TTS Input text too long

nharo · June 6, 2023, 10:01pm

Hardware - GPU(T4
Hardware - CPU
Operating System ubuntu 20.04
Riva Version 2.10

I deployed the TTS Spanish models from Nemo to Riva through a docker container, when synthesizing audio through a very long text it gives me the following error in docker logs:

E0606 21:56:38.335672 90 tts-preprocessor.cc:96] preprocessor had an errorSSML Input does not currently support split on sentence. Input text too long.'<speak version="1.0"><prosody rate="90%">Le estoy llamando de empresa, por encargo de empresa, por su tarjeta, para su seguridad, esta conversación podría ser grabada. paulina, soy su ejecutiva virtual, le informo que usted, se encuentra en una campaña, de descuento del 90 por ciento, hasta el 31 de mayo de 2023, su deuda al día de hoy es </prosody><prosody rate="low">893914 pesos,</prosody><prosody rate="90%"> y podrá pagar el total solo por </prosody><prosody rate="low">89391.</prosody><prosody rate="90%"> ¿Podría regularizar este pago, a mas tardar hoy?</prosody></speak>
E0606 21:56:38.335867 90 backend_triton_api.cc:111] Model 'tts_preprocessor-tts_spanish', instance: 'tts_preprocessor-tts_spanish_0': failed executing 1 request(s) on device 0
E0606 21:56:38.336117 1468431 libriva_tts.cc:367] error: Error occurred on Triton server during inference: in ensemble 'fastpitch_hifigan_ensemble-tts_spanish', FAILURE

I’m using this notebook code:

import numpy as np
import IPython.display as ipd
import riva.client

auth = riva.client.Auth(uri='localhost:50051')
riva_tts = riva.client.SpeechSynthesisService(auth)

sample_rate_hz = 44100
req = { 
        "language_code"  : "en-US",
        "encoding"       : riva.client.AudioEncoding.LINEAR_PCM ,   # Currently only LINEAR_PCM is supported
        "sample_rate_hz" : sample_rate_hz,                          # Generate 44.1KHz audio
         "voice_name"     : "tts_spanish"                    # The name of the voice to generate
}

req["text"] = """'<speak version="1.0"><prosody rate="90%">Le estoy llamando de empresa, por encargo de empresa, por su tarjeta, para su seguridad, esta conversación podría ser grabada. paulina, soy su ejecutiva virtual, le informo que usted, se encuentra en una campaña, de descuento del 90 por ciento, hasta el 31 de mayo de 2023, su deuda al día de hoy es </prosody><prosody rate="low">893914 pesos,</prosody><prosody rate="90%"> y podrá pagar el total solo por </prosody><prosody rate="low">89391.</prosody><prosody rate="90%"> ¿Podría regularizar este pago, a mas tardar hoy?</prosody></speak>""" 

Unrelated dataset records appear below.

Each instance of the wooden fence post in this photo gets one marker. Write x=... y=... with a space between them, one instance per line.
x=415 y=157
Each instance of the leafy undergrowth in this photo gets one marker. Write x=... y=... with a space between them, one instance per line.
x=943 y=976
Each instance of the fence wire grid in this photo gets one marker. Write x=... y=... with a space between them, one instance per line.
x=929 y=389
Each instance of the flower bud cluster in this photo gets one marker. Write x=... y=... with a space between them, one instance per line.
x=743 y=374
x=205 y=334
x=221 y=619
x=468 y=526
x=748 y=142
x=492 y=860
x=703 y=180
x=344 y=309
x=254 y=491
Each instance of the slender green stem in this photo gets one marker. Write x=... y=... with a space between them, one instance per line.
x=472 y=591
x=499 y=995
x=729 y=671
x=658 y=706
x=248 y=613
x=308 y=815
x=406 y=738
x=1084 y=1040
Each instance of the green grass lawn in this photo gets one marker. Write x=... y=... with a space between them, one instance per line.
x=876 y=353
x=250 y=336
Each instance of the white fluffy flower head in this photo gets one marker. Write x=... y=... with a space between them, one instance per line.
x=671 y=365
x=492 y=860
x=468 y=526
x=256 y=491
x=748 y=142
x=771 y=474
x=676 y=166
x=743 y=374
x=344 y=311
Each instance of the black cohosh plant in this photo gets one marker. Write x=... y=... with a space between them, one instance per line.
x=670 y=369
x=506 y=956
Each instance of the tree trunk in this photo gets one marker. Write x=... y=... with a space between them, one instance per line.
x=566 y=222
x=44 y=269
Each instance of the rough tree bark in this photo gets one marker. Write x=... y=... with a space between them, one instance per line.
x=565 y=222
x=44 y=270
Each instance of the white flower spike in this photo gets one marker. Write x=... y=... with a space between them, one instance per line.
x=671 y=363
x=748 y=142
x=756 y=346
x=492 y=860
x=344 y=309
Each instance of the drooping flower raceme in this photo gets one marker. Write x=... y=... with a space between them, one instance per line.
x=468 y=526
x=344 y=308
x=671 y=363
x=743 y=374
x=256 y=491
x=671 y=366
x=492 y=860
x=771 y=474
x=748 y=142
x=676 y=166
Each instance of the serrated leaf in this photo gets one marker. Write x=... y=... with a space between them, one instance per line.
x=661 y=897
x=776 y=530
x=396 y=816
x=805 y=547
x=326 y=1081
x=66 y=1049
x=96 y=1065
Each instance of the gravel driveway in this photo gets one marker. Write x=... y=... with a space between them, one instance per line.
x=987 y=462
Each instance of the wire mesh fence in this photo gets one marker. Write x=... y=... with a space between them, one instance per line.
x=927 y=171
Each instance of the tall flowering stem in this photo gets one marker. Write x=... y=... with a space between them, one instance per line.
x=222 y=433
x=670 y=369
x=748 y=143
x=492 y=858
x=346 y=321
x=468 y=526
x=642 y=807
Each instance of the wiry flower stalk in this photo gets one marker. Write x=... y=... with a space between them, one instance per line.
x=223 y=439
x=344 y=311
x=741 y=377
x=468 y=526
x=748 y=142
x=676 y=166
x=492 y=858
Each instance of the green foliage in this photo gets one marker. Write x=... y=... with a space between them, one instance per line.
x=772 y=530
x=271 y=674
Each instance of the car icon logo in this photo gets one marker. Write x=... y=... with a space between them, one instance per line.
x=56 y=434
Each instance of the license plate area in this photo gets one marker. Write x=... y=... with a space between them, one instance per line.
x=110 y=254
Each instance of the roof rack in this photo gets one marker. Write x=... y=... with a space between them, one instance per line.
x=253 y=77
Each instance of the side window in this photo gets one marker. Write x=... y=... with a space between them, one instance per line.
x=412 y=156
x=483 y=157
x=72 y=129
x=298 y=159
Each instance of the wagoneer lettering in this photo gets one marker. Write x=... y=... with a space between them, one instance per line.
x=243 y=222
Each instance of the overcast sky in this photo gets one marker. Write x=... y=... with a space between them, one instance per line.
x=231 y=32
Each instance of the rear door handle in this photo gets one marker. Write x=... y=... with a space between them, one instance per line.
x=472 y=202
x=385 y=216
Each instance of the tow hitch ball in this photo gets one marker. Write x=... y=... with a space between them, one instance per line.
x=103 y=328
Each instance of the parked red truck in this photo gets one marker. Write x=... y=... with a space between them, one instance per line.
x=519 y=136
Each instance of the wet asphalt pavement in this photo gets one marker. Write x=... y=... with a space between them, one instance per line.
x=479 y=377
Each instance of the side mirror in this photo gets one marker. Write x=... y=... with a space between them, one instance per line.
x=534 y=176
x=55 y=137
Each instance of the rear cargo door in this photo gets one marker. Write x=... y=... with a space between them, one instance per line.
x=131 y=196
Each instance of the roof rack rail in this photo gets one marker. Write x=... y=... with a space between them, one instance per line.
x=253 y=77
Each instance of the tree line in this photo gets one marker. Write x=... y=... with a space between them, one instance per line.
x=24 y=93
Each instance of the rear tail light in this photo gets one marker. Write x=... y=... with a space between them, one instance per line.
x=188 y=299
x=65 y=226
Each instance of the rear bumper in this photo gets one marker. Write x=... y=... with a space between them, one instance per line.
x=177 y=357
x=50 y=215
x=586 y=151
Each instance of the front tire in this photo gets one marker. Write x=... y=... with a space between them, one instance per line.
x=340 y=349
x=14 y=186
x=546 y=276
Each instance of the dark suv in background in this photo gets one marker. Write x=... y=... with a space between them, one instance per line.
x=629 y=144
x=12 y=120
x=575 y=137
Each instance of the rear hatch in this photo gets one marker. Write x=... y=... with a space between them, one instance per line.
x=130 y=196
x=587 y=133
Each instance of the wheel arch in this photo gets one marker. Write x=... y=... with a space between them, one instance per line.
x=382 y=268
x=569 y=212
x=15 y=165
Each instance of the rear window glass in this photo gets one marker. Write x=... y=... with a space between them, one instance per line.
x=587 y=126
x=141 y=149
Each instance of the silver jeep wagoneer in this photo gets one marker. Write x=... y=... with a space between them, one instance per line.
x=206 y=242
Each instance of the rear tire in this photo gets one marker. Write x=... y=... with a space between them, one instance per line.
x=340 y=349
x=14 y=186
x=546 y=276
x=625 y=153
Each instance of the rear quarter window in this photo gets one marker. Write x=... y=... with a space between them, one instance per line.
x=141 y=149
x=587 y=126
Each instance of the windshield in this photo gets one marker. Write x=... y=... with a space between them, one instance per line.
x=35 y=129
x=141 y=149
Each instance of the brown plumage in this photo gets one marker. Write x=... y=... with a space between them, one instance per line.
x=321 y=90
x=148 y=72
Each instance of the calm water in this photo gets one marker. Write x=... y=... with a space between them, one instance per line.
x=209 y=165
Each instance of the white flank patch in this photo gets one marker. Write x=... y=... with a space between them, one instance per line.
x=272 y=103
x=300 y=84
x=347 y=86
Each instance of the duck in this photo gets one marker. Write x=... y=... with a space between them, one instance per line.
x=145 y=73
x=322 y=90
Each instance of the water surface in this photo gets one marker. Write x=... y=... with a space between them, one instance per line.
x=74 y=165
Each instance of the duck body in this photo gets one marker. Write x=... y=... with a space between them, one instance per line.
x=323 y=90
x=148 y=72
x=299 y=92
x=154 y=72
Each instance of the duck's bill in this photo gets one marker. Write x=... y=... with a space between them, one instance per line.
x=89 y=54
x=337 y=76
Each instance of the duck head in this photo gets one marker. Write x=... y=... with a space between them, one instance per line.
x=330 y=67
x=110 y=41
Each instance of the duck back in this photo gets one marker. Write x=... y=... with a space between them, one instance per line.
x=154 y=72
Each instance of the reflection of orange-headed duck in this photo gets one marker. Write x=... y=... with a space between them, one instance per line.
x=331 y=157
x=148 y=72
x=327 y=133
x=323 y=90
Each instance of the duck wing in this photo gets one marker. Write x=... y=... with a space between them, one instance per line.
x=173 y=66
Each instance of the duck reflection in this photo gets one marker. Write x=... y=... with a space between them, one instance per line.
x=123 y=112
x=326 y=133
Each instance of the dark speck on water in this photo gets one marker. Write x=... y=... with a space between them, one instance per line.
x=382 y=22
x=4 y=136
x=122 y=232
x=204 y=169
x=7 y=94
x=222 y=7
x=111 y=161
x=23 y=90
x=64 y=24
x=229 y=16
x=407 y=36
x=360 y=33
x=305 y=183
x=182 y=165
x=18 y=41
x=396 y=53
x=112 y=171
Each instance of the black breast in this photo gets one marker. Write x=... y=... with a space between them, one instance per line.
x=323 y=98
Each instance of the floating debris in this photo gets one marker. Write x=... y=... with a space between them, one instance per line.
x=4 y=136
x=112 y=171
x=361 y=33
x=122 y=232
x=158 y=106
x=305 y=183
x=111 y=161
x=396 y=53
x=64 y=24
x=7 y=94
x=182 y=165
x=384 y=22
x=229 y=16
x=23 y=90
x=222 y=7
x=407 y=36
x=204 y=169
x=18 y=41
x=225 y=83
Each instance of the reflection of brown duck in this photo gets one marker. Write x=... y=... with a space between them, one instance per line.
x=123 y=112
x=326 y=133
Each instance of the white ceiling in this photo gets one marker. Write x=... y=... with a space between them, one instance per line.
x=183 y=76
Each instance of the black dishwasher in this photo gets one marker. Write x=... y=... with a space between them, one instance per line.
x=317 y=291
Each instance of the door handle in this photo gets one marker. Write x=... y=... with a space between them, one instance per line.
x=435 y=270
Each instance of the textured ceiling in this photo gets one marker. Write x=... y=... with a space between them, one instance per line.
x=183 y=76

resp = riva_tts.synthesize(**req)
audio_samples = np.frombuffer(resp.audio, dtype=np.int16)
ipd.Audio(audio_samples, rate=sample_rate_hz)

I have also used online synthesis with this code:

import numpy as np
import IPython.display as ipd
import riva.client


auth = riva.client.Auth(uri='localhost:50051')
riva_tts = riva.client.SpeechSynthesisService(auth)

sample_rate_hz = 44100
req = { 
        "language_code"  : "en-US",
        "encoding"       : riva.client.AudioEncoding.LINEAR_PCM ,   # Currently only LINEAR_PCM is supported
        "sample_rate_hz" : sample_rate_hz,                          # Generate 44.1KHz audio
         "voice_name"     : "tts_spanish"                    # The name of the voice to generate
}


req["text"] = """<speak version="1.0"><prosody rate="90%">se encuentra en una campaña, de descuento del 90 por ciento, hasta el 31 de mayo de 2023, su deuda al día de hoy es </prosody><prosody rate="low">893914 pesos,</prosody><prosody rate="90%"> y podrá pagar el total solo por </prosody><prosody rate="low">89391.</prosody><prosody rate="90%"> ¿Podría regularizar este pago, a mas tardar hoy?</prosody></speak>"""
resp = riva_tts.synthesize_online(**req)
empty = np.array([])
for i, rep in enumerate(resp):
    audio_samples = np.frombuffer(rep.audio, dtype=np.int16) / (2*15)
    print("Chunk: ",i)
    ipd.display(ipd.Audio(audio_samples, rate=44100))
    empty = np.concatenate((empty, audio_samples))

print("Final synthesis:")
ipd.display(ipd.Audio(empty, rate=44100))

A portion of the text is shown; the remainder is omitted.